Between myself and my guests, the brandy disappears quickly, especially in these cold winter months.
So finally I bought two bottles at once and was able to eek out these Ginger Brandy Chocolate truffles before it all went away.
I expect these will disappear at the same rate, if not quicker. I mean add chocolate to ginger and brandy and you get what you expect. Amazingness.
Ginger Brandy Chocolate Truffles
- 8 ounces of semi sweet good quality chocolate chips
- 2 tablespoon butter
- 1/2 cup heavy cream
- 2 tablespoons ginger brandy
- 2 tablespoons white granulated sugar
- 1 tablespoon ground ginger
- Place the chocolate chips in a heatproof bowl.
- In a small saucepan, heat the butter and heavy cream over medium heat until just boiling.
- Remove the pan from the stove and slowly pour the mixture over the chocolate chips.
- Let stand a minutes, then whisk to combine the liquid with the melted chocolate chips.
- Whisk in the ginger brandy.
- Cover the bowl with plastic wrap and place in the fridge for at least 3 hours or until mixture become firm.
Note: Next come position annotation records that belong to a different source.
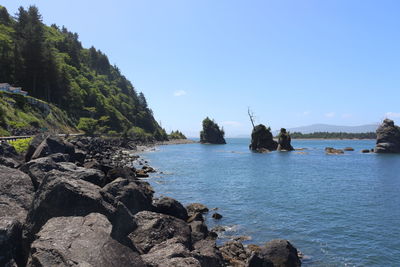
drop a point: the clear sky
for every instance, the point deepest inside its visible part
(293, 62)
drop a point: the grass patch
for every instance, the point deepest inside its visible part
(21, 145)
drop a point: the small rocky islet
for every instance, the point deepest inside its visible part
(79, 202)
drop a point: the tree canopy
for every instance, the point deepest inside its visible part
(50, 63)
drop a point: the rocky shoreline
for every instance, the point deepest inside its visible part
(79, 202)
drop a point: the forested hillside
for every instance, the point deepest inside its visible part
(50, 63)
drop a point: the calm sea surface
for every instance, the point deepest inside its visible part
(339, 210)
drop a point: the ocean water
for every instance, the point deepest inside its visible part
(338, 210)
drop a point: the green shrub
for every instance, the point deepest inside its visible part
(88, 125)
(21, 145)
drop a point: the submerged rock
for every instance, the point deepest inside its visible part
(284, 140)
(83, 241)
(388, 138)
(262, 139)
(333, 151)
(211, 133)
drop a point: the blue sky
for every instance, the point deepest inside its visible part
(293, 63)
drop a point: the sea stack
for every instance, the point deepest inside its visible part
(262, 139)
(211, 133)
(284, 141)
(388, 138)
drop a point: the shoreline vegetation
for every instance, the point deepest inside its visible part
(90, 192)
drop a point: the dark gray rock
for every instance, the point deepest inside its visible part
(211, 133)
(171, 207)
(234, 253)
(262, 139)
(284, 141)
(52, 145)
(16, 193)
(38, 168)
(7, 150)
(80, 241)
(207, 253)
(199, 230)
(280, 252)
(170, 252)
(62, 194)
(196, 208)
(10, 241)
(135, 196)
(123, 172)
(9, 162)
(155, 228)
(387, 138)
(217, 216)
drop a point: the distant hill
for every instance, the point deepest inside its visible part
(333, 128)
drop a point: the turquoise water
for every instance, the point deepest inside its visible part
(339, 210)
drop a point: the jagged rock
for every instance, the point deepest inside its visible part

- In a small bowl, whisk together the white sugar and ginger powder.
- Remove the truffle mixture from the refrigerator and use a teaspoon or melon baller to portion out the truffles.
- Roll the truffle between your hands to make it round and place in the bowl with the sugar, ground ginger mix.
- Roll the truffle in the mixture and set aside on a separate plate.
- Repeat until you have used up all the ginger brandy chocolate truffle mixture.
- Place the plate with the finished truffles in the refrigerator until ready to serve.